看题目限制,可以发现如果将机器人作为点,指控和保护关系作为边,可以建出一个森林,就下来就是传统的树形背包了。
设 \(f_{i,j,0/1}\) 表示当前点为 \(i\),子树内有 \(j\) 个狼人,当前点是否为狼人的方案数。
初始化:\(f_{u,0,0} = f_{u,1,1} = 1\)
当前点为狼:
- 指控:\(f_{u,j,1}=f_{u,j-k,1} \times f_{v,k,0}\)
- 保护:\(f_{u,j,1}=f_{u,j-k,1} \times f_{v,k,1}\)
当前点为民:\(f_{u,j,0}=f_{u,j-k,0} \times (f_{v,k,0}+f_{v,k,1})\)

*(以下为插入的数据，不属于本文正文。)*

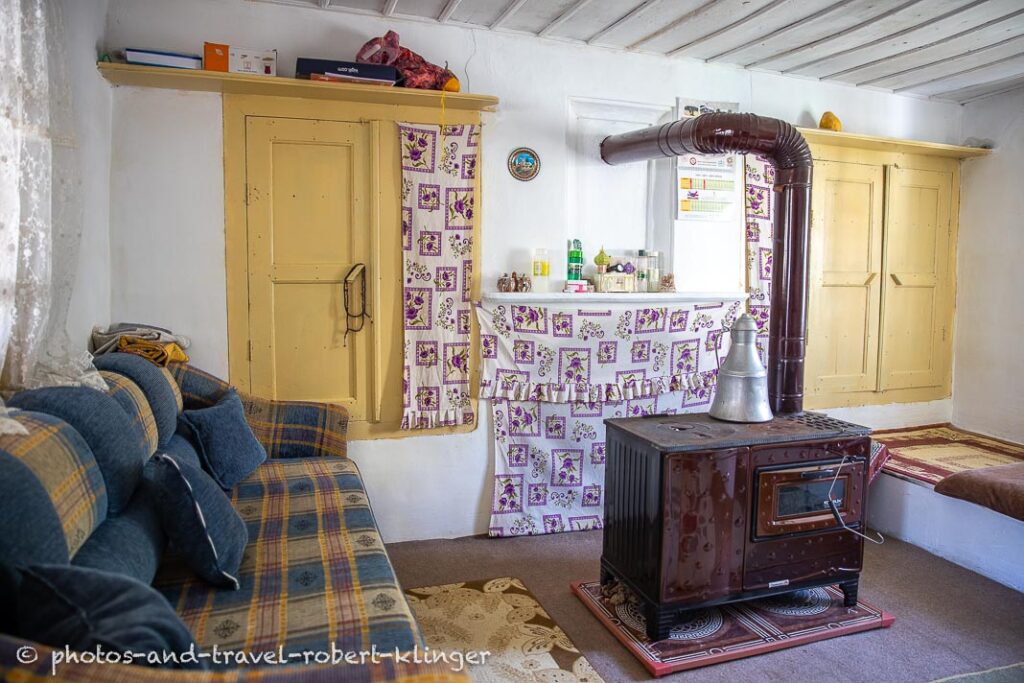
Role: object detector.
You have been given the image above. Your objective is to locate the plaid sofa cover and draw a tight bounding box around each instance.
[0,364,470,683]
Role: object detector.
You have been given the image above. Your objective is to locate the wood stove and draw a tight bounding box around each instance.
[601,113,870,640]
[601,413,870,640]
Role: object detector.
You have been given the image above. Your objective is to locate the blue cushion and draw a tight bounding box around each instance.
[181,389,266,490]
[146,454,249,589]
[0,411,109,563]
[72,479,167,584]
[93,353,181,447]
[16,564,207,669]
[163,430,203,469]
[7,387,150,515]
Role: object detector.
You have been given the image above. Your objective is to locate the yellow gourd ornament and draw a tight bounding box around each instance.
[818,112,843,133]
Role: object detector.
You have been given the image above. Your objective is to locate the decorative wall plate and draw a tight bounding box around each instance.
[509,147,541,180]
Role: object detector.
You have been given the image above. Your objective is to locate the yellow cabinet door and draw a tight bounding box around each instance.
[806,161,885,395]
[880,167,952,390]
[246,117,374,420]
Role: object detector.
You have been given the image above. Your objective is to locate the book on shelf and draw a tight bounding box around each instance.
[309,74,394,87]
[125,47,203,70]
[295,57,398,85]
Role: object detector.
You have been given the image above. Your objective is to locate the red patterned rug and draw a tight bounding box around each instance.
[572,581,895,676]
[871,425,1024,486]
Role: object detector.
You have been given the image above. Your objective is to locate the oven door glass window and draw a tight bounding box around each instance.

最后还需要把没棵树合并起来:\(g_j=g_{j-k} \times (f_{i,k,0}+f_{i,k,1})\)
code:
#include <bits/stdc++.h>
using namespace std;
typedef long long ll;
const int N = 200 + 5, mod = 1e9 + 7;
int n, num, m, vis[N];
ll f[N][N][2], tmp[N][2], g[N];
struct node{
int v, w;
node(int v = 0, int w = 0):v(v), w(w){}
};
vector<node> adj[N];
void dfs(int u) {
vis[u] = 1;
f[u][0][0] = f[u][1][1] = 1;
for (int i = 0; i < adj[u].size(); ++i) dfs(adj[u][i].v);
for (int i = 0; i < adj[u].size(); ++i) {
int v = adj[u][i].v, w = adj[u][i].w;
memset(tmp, 0, sizeof(tmp));
for (int j = num; j >= 1; --j) {
for (int k = 0; k < j; ++k) {
tmp[j][1] = (tmp[j][1] + f[u][j - k][1] * f[v][k][w]) % mod;
}
}
for (int j = num; j >= 1; --j) f[u][j][1] = tmp[j][1];
}
for (int i = 0; i < adj[u].size(); ++i) {
int v = adj[u][i].v, w = adj[u][i].w;
memset(tmp, 0, sizeof(tmp));
for (int j = num; j >= 1; --j) {
for (int k = 0; k <= j; ++k) {
tmp[j][0] = (tmp[j][0] + f[u][j - k][0] * (f[v][k][0] + f[v][k][1])) % mod;
}
}
for (int j = num; j >= 1; --j) f[u][j][0] = tmp[j][0];
}
}
int main() {
ios::sync_with_stdio(false); cin.tie(0); cout.tie(0);
cin >> n >> num >> m;
for (int i = 1; i <= m; ++i) {
char type; int u, v;
cin >> type >> u >> v;
adj[u].push_back(node(v, (type == 'D')));
}
g[0] = 1;
for (int i = 1; i <= n; ++i) {
if (!vis[i]) {
dfs(i);
memset(tmp, 0, sizeof(tmp));
for (int j = num; j >= 1; --j) {
for (int k = 0; k <= j; ++k) {
tmp[j][0] = (tmp[j][0] + g[j - k] * (f[i][k][0] + f[i][k][1])) % mod;
}
}
for (int j = num; j >= 1; --j) g[j] = tmp[j][0];
}
}
cout << g[num] << endl;
return 0;
}